Active Front Steering-Based Electronic Stability Control for Steer-by-Wire Vehicles via Terminal Sliding Mode and Extreme Learning Machine

In this article, a novel active front steering (AFS) control strategy including the upper controller and the lower controller is proposed to improve the yaw stability and maneuverability for steer-by-wire (SbW) vehicles. The adaptive recursive integral terminal sliding mode (ARITSM) control is adopted in the upper controller for guaranteeing the convergence performance of both the actual sideslip angle and the yaw rate with strong robustness and fast convergence rate. Then, a fast nonsingular terminal sliding mode (FNTSM) control with extreme learning machine (ELM) estimator to estimate its equivalent control is designed in the lower controller to track the desired front wheel steering angle calculated from the upper controller for driving the sideslip angle and the yaw rate to converge ideal value.
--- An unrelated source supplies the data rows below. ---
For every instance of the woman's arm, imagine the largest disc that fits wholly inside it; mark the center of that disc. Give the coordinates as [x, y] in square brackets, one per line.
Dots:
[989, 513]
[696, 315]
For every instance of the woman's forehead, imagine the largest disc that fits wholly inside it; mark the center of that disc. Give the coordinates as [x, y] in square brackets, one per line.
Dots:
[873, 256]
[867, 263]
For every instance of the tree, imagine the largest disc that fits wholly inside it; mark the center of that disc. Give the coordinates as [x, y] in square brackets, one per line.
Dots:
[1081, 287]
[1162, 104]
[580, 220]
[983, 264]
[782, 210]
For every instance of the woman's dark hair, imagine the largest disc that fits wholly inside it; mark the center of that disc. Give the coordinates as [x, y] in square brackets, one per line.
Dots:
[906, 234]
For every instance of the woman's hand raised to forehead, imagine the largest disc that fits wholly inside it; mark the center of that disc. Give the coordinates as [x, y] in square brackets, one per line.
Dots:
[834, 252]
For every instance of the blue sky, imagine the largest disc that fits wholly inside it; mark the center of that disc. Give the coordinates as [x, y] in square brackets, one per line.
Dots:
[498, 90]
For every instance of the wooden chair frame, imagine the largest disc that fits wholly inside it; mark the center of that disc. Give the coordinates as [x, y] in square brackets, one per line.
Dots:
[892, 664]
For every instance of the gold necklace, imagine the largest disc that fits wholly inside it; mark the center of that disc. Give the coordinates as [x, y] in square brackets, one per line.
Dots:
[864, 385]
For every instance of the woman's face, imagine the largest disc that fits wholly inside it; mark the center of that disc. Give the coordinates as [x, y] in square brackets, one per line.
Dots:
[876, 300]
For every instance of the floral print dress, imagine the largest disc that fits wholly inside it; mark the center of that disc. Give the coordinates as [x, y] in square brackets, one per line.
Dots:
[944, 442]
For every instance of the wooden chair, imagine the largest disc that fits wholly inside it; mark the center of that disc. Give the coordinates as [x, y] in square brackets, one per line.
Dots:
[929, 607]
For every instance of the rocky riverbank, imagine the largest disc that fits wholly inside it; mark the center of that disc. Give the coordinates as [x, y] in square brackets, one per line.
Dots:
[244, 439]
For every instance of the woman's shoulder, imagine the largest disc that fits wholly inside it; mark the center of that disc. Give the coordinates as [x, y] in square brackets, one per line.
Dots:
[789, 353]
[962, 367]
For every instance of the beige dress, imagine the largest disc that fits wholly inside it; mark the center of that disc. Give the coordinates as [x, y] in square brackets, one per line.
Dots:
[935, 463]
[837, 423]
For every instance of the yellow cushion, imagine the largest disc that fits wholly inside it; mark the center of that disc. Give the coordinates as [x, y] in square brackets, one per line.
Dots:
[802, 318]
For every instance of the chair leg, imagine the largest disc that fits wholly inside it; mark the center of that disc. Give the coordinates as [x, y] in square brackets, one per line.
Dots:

It is shown that the upper controller takes two controlled variables (vehicle sideslip angle and yaw rate) and only one control input (front steering angle) into consideration, which can obtain a better performance compared with the case of using only one of these values. Since using the ELM technique in the lower controller to estimate the equivalent control of the FNTSM, not only the dependence of SbW system dynamics can be alleviated in the process of designing controller but also the excellent steering control performance can be achieved. Comparative simulations are carried out by utilizing Carsim and Matlab software to validate the excellent performance of the proposed control strategy for different steering maneuvers.